Du 7 octobre 2023 à l’effacement de l’ordre multilatéral, le Moyen-Orient est entré dans une recomposition brutale dont les effets dépassent largement Gaza. Ce deuxième volet de notre dossier en quatre articles consacré aux acteurs, aux stratégies et aux fractures qui redessinent la région, se penche sur la tentative de plusieurs pays arabes de jouer un rôle diplomatique majeur dans l’après 7 octobre. Du moins avant que les Américains et les Iraniens ne jouent une partie tragique de poker menteur qui a décimé les populations civiles et pourrait provoquer dans un avenir proche une formidable crise économique
Une chronique de Roula Merhej, née à Hama et exilée en France sous le régime d’Hafez el-Assad, spécialiste des dynamiques géopolitiques du Moyen-Orient.
Le 7 octobre 2023 a affaibli l’Iran et son axe de la résistance. D’autres en ont tiré profit. La Turquie s’est taillé une zone d’influence en Syrie. Le Qatar a consolidé son rôle de médiateur avec le Hamas. L’Arabie saoudite et l’Égypte se sont imposées dans les discussions sur le « jour d’après » à Gaza, la Jordanie aux côtés du Caire dans ces mêmes consultations. Les Émirats arabes unis ont pesé de tout leur poids de premier pays arabe normalisé avec Israël. Et Israël lui-même, plus que tous les autres, a transformé le traumatisme en expansion territoriale.
La scène se joue dès le 11 novembre 2023, cinq semaines après le 7 octobre. Trente et un chefs d’État arabes et musulmans se réunissent à Riyad pour un sommet conjoint de la Ligue arabe et de l’Organisation de la coopération islamique. Sur la photo de famille, MBS pose aux côtés du président iranien Ebrahim Raïssi – une première depuis la réconciliation sino-parrainée de mars 2023 entre les deux rivaux régionaux. Bachar el-Assad exige des « outils de pression » réels. Raïssi appelle les nations musulmanes à qualifier l’armée israélienne d’« organisation terroriste » et à armer les Palestiniens – une déclaration qui mérite d’être resituée : ce que Raïssi défend là, c’est l’ensemble de l’axe de la résistance, Hezbollah et milices irakiennes compris, pas le seul Hamas. Le mouvement palestinien reste d’une nature différente : branche armée d’une cause nationale précise, quand le Hezbollah ou les milices irakiennes servent avant tout un projet régional iranien. Téhéran a toujours eu intérêt à fondre les deux registres en un seul récit, celui de la résistance islamique globale. Le communiqué final condamne les actions « barbares » d’Israël à Gaza. Et puis, rien.

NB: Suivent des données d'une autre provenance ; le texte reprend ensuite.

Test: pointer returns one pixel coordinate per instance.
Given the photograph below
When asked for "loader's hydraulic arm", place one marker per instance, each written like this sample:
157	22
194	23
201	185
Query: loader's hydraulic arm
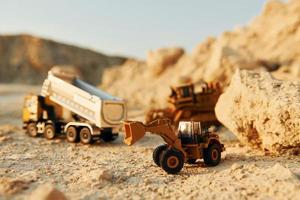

Un groupe emmené par l’Algérie propose de rompre les liens avec Israël et d’utiliser le pétrole comme levier; les Émirats et Bahreïn, signataires des accords d’Abraham, refusent net. La résolution finale se contente de réaffirmer la solution à deux États – que l’Iran rejette explicitement – et de renvoyer la responsabilité à la communauté internationale. Un journaliste d’Al-Jazeera résume la mascarade : un sommet qui n’avait pour but que de « présenter un semblant d’unité ». L’unité dans la parole, les divisions dans les actes : la formule qui va gouverner toute la séquence, jusqu’à aujourd’hui.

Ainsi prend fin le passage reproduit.